The height of the heel makes a dramatic difference in the pressure that occurs on the bottom of the foot. As heel height increases, the pressure under the ball of the foot may double, placing greater pressure on the forefoot as it is forced into the pointed toe box.
To relieve the abusive effects of high heels, women should limit the amount of time they wear them and alternate these shoes with good quality sneakers or flats for part of the day. Look for comfortable and attractive walking pumps for work and social activities, that blend fashion appeal with athletic shoe-derived construction, reinforced heels, and wider toe room for greater comfort. Low-heeled shoes (one inch or lower) with a wide toe box are the ideal choice for women. An ample toe box that can accommodate the front part of the foot is as important as the heel in determining fit.
When you take a step, your foot typically hits the ground heel first and rolls toward your toes, flattening the arch slightly. As you push off the ball of your foot, your arch springs back and does not touch the ground. That’s how normal feet are supposed to work. Unfortunately, many feet aren’t normal.
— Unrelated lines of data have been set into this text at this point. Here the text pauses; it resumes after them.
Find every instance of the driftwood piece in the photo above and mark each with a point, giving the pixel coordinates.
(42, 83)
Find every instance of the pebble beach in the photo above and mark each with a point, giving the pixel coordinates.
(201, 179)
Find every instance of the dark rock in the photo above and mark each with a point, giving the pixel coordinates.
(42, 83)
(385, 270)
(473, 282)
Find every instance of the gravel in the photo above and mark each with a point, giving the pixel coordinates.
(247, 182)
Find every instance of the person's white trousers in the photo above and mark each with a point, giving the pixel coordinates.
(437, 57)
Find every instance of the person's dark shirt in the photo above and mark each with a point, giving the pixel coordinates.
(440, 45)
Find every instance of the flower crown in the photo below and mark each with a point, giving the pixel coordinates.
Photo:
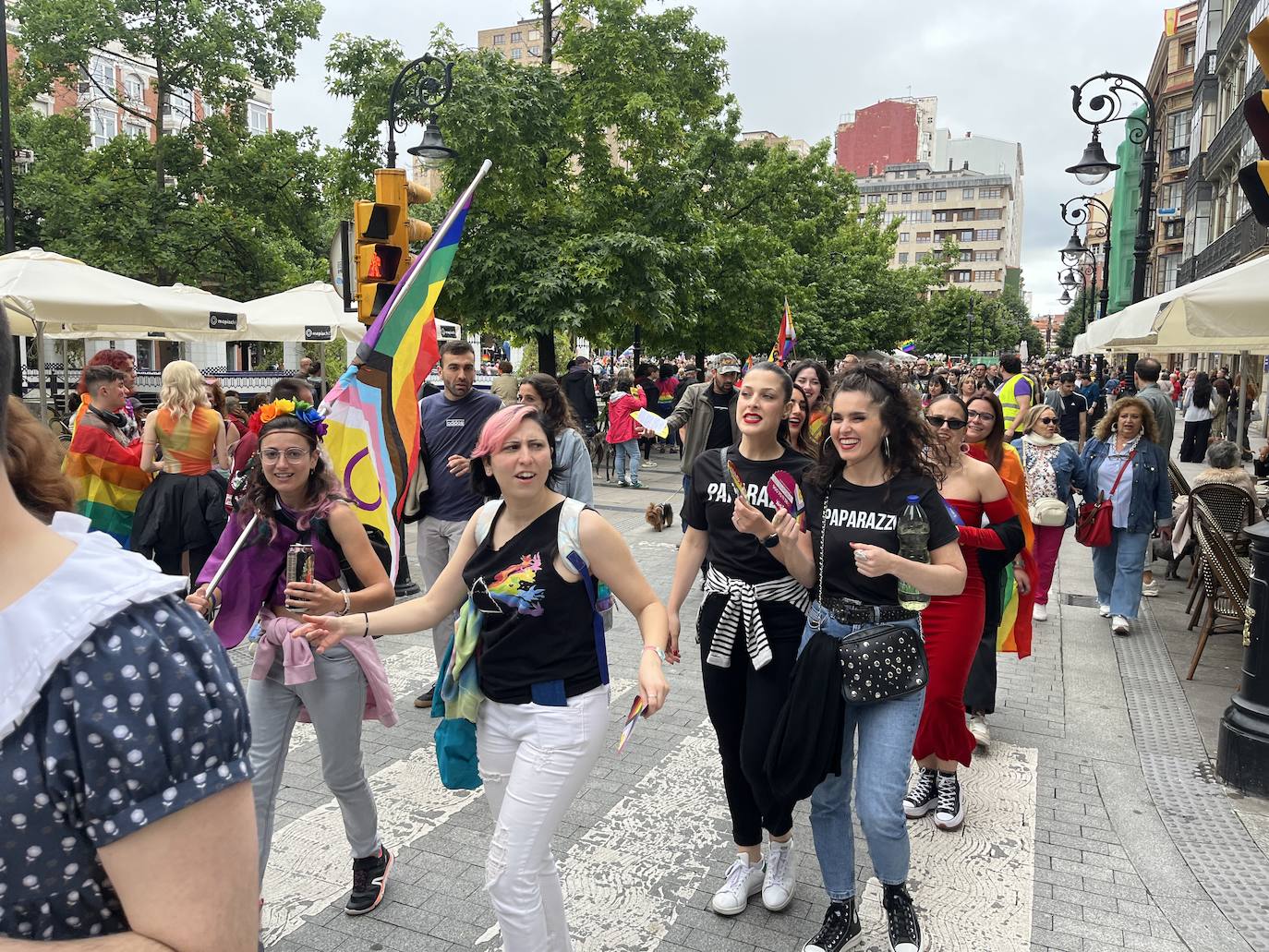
(304, 412)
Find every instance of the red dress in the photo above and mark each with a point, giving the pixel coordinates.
(953, 627)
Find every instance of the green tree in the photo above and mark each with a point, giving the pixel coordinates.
(216, 47)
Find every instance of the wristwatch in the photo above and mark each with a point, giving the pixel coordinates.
(660, 651)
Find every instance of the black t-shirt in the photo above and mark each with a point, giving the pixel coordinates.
(1069, 419)
(719, 427)
(708, 507)
(869, 514)
(537, 627)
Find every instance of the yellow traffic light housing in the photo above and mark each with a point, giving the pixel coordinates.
(383, 231)
(1254, 178)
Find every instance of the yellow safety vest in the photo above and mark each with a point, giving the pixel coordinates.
(1009, 400)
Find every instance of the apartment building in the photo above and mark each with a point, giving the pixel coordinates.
(973, 209)
(119, 97)
(889, 132)
(1171, 87)
(798, 146)
(1220, 230)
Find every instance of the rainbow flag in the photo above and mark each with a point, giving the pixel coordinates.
(372, 413)
(107, 480)
(787, 338)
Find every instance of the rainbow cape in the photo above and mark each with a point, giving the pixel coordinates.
(372, 413)
(107, 480)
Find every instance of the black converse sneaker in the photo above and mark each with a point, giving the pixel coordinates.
(905, 931)
(840, 929)
(922, 795)
(949, 813)
(369, 881)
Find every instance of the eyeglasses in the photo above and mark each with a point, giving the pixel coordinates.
(294, 454)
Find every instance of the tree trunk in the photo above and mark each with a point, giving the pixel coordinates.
(546, 352)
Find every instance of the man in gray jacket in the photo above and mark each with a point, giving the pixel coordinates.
(708, 410)
(1146, 373)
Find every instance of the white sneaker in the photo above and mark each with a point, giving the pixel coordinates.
(780, 876)
(743, 880)
(980, 730)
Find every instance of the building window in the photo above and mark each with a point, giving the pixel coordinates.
(105, 126)
(133, 90)
(257, 118)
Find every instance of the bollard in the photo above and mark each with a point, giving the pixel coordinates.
(1242, 745)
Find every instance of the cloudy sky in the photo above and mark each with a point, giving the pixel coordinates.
(999, 67)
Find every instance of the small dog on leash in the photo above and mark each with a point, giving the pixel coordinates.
(659, 515)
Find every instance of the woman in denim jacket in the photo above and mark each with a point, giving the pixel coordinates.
(1052, 467)
(1142, 501)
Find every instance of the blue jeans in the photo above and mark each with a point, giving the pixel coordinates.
(886, 732)
(1117, 572)
(627, 454)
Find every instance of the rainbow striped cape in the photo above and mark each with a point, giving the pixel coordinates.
(372, 413)
(107, 478)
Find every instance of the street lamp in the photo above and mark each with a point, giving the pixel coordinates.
(424, 93)
(1075, 212)
(1094, 166)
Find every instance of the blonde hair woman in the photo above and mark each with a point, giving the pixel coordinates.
(182, 513)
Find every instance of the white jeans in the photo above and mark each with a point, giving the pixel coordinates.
(533, 761)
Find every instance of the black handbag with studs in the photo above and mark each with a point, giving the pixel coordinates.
(881, 661)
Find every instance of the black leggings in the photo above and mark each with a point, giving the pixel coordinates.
(1194, 440)
(743, 707)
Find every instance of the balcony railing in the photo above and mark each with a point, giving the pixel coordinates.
(1235, 245)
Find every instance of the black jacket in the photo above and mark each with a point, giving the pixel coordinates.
(579, 389)
(806, 744)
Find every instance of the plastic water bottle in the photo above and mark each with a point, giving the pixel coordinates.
(913, 536)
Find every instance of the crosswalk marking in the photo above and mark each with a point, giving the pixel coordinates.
(309, 864)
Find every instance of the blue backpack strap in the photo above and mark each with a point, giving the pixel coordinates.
(570, 549)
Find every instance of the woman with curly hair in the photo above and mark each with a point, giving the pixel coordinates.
(877, 460)
(573, 475)
(182, 513)
(1127, 466)
(295, 497)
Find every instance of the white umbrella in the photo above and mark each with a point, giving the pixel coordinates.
(308, 314)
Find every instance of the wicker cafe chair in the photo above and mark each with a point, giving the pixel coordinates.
(1225, 584)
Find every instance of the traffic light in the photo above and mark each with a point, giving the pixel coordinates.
(1254, 178)
(383, 230)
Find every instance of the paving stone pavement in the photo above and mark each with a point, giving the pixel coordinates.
(1076, 836)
Overpronation occurs if your foot rolls too much toward the inside. This can cause arch strain and pain on the inside of the knee. Underpronation occurs if your foot rolls too much to the outside. Underpronation can lead to ankle sprains and stress fractures. You can relieve foot pain by compensating for these tendencies, but first, you need to determine which way your feet roll.
One method for determining which kind of pronation you have is the watermark test: Put your feet into a bucket of water, then make footprints on a piece of dark paper.
- If your footprint looks like an oblong pancake with toes, you pronate excessively or may have flat feet. Try molded-leather arch supports, which can be purchased in many drug stores. And when shopping for athletic shoes, ask a sales clerk for styles with “control” features—soles designed to halt the rolling-in motion. If arch supports or sports shoes don’t help, please contact our office for a custom-molded orthotics.
- If there’s little or no connection in your footprint between the front part of the foot and the heel, you under-pronate or have a high arch. This means a lot of your weight is landing on the outside edge of your foot. Ask for “stability” athletic shoes, which are built with extra cushioning to remedy this problem. If you are prone to ankle sprains, wear high-top athletic shoes that cover the foot and ankle snugly to minimize damage from twists.
Wear Patterns
Examining old shoes before buying new ones can help you evaluate your wear patterns and buy new shoes with a better fit and style that compensates for the stresses you place on shoes.
What are your shoes trying to tell you? Here is a translation of basic wear patterns:
- A bulge and wear to the side of the big toe means too-narrow fit or you have a bunion.
- Outer sole wear means you turn your foot out. Orthotics may help.
- Toe-shaped ridges on the upper means your shoes are too small or you have hammertoes.
- Wear on the ball of the foot means your heel tendons may be too tight.
- Wear on the inner sole means you pronate or turn your foot inward. Inner liners or orthotics may help.
- Wear on the upper, above the toes means the front of your shoe is too low.